Take The Average Of Different Monitoring Platforms To Get The Right Balance

As we’ve established, you might not have the best system for hearing your low end. Do you know what the second-best system is? A whole bunch of them! Stephen King once gave some particularly apt advice on receiving feedback. To summarise, he said that if you hand out a story to a bunch of readers, and they all give back different, conflicting critiques, discard it all. However, if they all gave back the same critique, you need to address that one issue.

The advice translates to your low end: Listen back to your mix on all your speaker systems and cans. Take note of what works and what doesn’t. If the mix sounds consistently muddy in the low-mids or lows, you know you have a problem.

Use References And A Frequency Analyser Across The Mix

We recommend stacking your mix against two or three reference tracks. It keeps you honest—especially in the low-end, where your monitoring situation, headphone choice, and sheer love for the lows can trick you into overhyping the bass in an unprofessional way.

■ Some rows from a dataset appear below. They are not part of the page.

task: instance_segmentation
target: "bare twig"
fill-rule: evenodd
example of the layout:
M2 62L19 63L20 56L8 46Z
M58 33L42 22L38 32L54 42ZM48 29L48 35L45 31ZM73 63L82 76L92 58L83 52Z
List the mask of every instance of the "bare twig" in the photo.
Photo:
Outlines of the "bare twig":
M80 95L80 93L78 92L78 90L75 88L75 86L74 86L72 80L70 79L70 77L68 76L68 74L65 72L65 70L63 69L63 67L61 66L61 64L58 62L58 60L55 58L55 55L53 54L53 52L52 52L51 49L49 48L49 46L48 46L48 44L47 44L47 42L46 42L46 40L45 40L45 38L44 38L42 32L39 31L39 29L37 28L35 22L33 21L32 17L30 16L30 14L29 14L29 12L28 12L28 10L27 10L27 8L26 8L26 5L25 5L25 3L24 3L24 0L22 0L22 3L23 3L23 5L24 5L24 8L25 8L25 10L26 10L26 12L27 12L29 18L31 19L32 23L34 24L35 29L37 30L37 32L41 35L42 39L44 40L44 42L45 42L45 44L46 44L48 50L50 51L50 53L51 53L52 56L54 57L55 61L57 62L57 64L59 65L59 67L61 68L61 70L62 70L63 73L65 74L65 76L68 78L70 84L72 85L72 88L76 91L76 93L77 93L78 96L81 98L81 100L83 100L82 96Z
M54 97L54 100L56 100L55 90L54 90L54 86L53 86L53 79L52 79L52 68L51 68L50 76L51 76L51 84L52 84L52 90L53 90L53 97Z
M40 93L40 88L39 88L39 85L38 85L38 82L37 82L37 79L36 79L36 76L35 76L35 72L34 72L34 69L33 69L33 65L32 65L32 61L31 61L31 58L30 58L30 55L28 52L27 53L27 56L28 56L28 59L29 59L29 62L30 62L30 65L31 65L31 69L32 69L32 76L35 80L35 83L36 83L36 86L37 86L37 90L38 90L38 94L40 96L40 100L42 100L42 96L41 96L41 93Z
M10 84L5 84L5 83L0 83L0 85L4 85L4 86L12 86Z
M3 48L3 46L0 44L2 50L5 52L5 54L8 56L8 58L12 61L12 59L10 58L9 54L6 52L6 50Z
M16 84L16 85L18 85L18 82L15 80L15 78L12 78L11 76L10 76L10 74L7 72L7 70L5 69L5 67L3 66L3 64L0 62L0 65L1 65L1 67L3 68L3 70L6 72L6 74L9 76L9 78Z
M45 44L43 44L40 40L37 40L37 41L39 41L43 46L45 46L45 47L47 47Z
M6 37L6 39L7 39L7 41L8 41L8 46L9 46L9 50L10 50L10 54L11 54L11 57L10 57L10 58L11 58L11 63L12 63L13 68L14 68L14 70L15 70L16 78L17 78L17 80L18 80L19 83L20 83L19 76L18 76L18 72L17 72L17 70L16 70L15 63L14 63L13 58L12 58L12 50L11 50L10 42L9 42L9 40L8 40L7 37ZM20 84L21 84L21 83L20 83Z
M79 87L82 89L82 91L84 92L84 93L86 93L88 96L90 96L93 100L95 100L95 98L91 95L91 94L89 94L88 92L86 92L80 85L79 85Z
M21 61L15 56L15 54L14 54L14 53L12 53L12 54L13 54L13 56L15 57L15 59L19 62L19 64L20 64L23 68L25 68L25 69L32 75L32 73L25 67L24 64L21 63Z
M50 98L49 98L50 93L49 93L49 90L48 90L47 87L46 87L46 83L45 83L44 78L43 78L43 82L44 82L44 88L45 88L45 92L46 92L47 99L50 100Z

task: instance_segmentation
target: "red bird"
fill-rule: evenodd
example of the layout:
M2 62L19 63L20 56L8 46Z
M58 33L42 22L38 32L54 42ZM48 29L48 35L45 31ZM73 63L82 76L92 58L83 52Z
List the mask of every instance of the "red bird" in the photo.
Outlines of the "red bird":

Ozone 9 makes referencing between tracks easy. Simply load your tracks into the reference pane, level match, and go from there. But when you’re just starting, you’ll want to rely on more than your ears; you’ll want to see what’s going on too, as this will help you make better decisions.

Frequency analyzers come in especially handy here, as does the Tonal Balance Control plug-in, in Ozone Advanced and Neutron Advanced, which shows you not only if your low-end is stacking against modern pop or EDM standards (or a pre-loaded reference track), but also analyzes if the low-end might appear too compressed with its low-end crest factor meter.

Try For Yourself

Download a free session of a song by Elijah Woods x Jamie Fine to practice your mixing skills.

Conclusion

If you’re finding you’re not getting the low end to sit just right, don’t beat yourself up about it; you’re only human.  GRAMMY-winning engineers worry about their bottom end, grown men and women lament the bass horrors they have wrought. But they never stopped working at it, no matter how much they doubt themselves.

Take a cue from them: The important thing is to keep soldiering on, to keep referencing commercial material while you practice your craft, and to strive, always, for the right balance at every turn. If you have a self-critical nature, use it as a tool rather than a crutch. Always be in pursuit of your goal, employ some of these tips and tricks, and you’ll be well on your way.